Vertice Biden-Putin: due versioni, nessuna felicità e «un lampo di fiducia»

di Paolo Valentino

Vertice Biden-Putin: due versioni, nessuna felicità e «un lampo di fiducia»

dal nostro inviato
GINEVRA — La ricerca della felicità non è l’obiettivo dei rapporti tra Stati Uniti e Russia. Né il vertice di Villa La Grange porta a risultati concreti, lasciando irrisolti tutti i punti critici che li dividono. E tuttavia, tre ore di colloqui accendono un lampo di speranza che tra Mosca e Washington possa riprendere e consolidarsi un «dialogo pragmatico basato sui rispettivi interessi» e mirato a costruire fiducia reciproca. Non c’era amicizia prima e non c’è neanche dopo, tra Joe Biden e Vladimir Putin. Ma dall’incontro del Lemano emergono uno sforzo di civile comprensione e un disegno distensivo, che riporta a regime le relazioni diplomatiche con il ritorno degli ambasciatori nelle due capitali e promette la ripresa di trattative per la stabilità strategica e il disarmo nucleare, tema sul quale il Cremlino rimane per la Casa Bianca interlocutore imprescindibile per la sicurezza collettiva.
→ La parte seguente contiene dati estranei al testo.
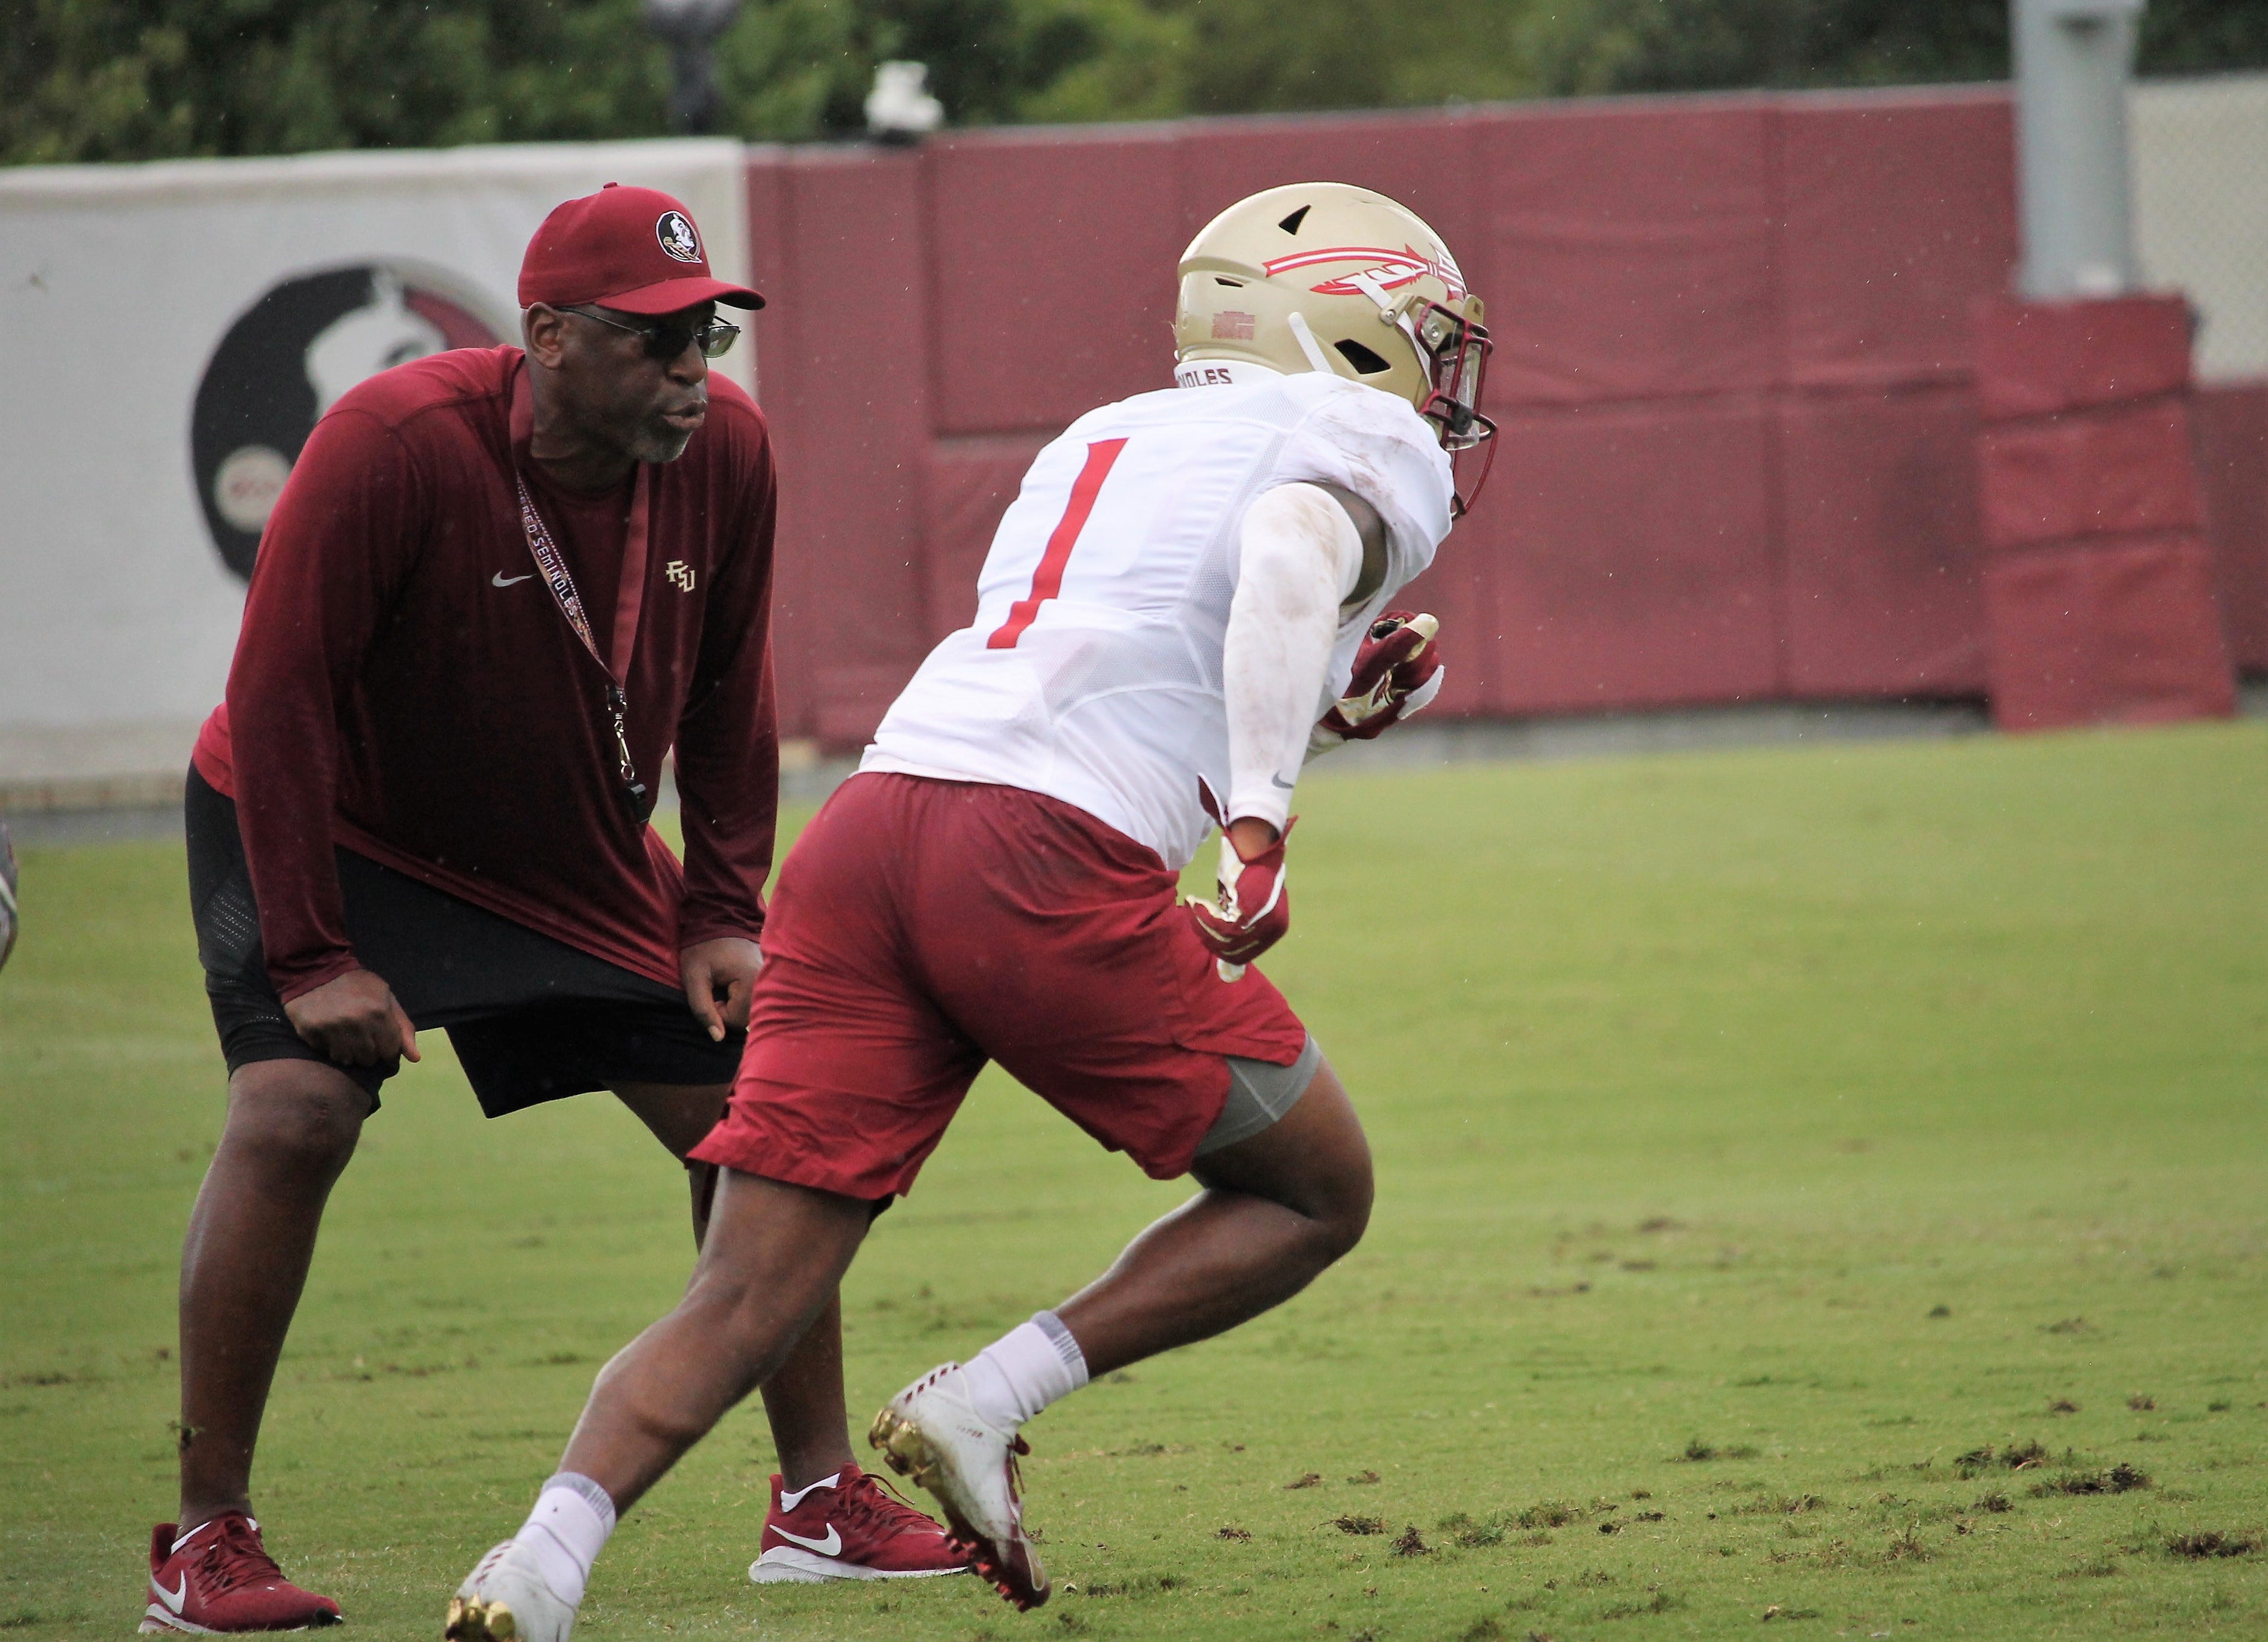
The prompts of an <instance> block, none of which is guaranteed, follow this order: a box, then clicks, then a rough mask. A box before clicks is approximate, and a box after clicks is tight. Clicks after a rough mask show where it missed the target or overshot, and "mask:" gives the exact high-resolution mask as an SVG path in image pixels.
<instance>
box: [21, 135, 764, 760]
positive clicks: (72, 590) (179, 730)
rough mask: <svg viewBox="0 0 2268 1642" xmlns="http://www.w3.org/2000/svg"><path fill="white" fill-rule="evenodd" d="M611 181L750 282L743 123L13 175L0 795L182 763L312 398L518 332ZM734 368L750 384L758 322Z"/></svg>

È stato un summit dove il linguaggio ha probabilmente contato più della sostanza. Sia Putin che Biden sono stati attenti a evitare dure polemiche, pur marcando i loro dissensi. Il presidente russo ha elogiato il capo della Casa Bianca come «partner costruttivo, equilibrato e di grande esperienza», definendo i colloqui «privi di ostilità». Biden, che ha iniziato la sua conferenza stampa quando l’altro ha finito, ha detto «che non ci può essere alcun surrogato al dialogo personale tra i leader di due Paesi potenti e orgogliosi», notando che il tono delle conversazioni è stato «buono e positivo» e che anche i disaccordi sono stati espressi senza iperboli e attriti: «Non ci sono state minacce — ha commentato il leader americano — ma ho spiegato al presidente Putin che gli Stati Uniti risponderanno a ogni violazione della sovranità democratica, loro e dei loro alleati».

Il vertice si è svolto in due parti. Alla prima, durata poco più di un’ora davanti a un mappamondo, nella splendida biblioteca della villa ottocentesca, hanno partecipato solo i due leader e i rispettivi ministri degli Esteri, il russo Sergej Lavrov e il segretario di Stato americano Tony Blinken. La seconda, allargata, è andata avanti per quasi novanta minuti, con sei americani oltre Biden, fra i quali il consigliere per la Sicurezza nazionale Jack Sullivan, la numero due del dipartimento di Stato, Victoria Nuland e l’ambasciatore americano a Mosca, John Sullivan. Dall’altra parte del tavolo, con Putin, otto persone fra cui il viceministro degli Esteri Anatoly Riabkov, il capo di Stato maggiore generale Valery Gerassimov e l’ambasciatore a Washington Anatoly Antonov.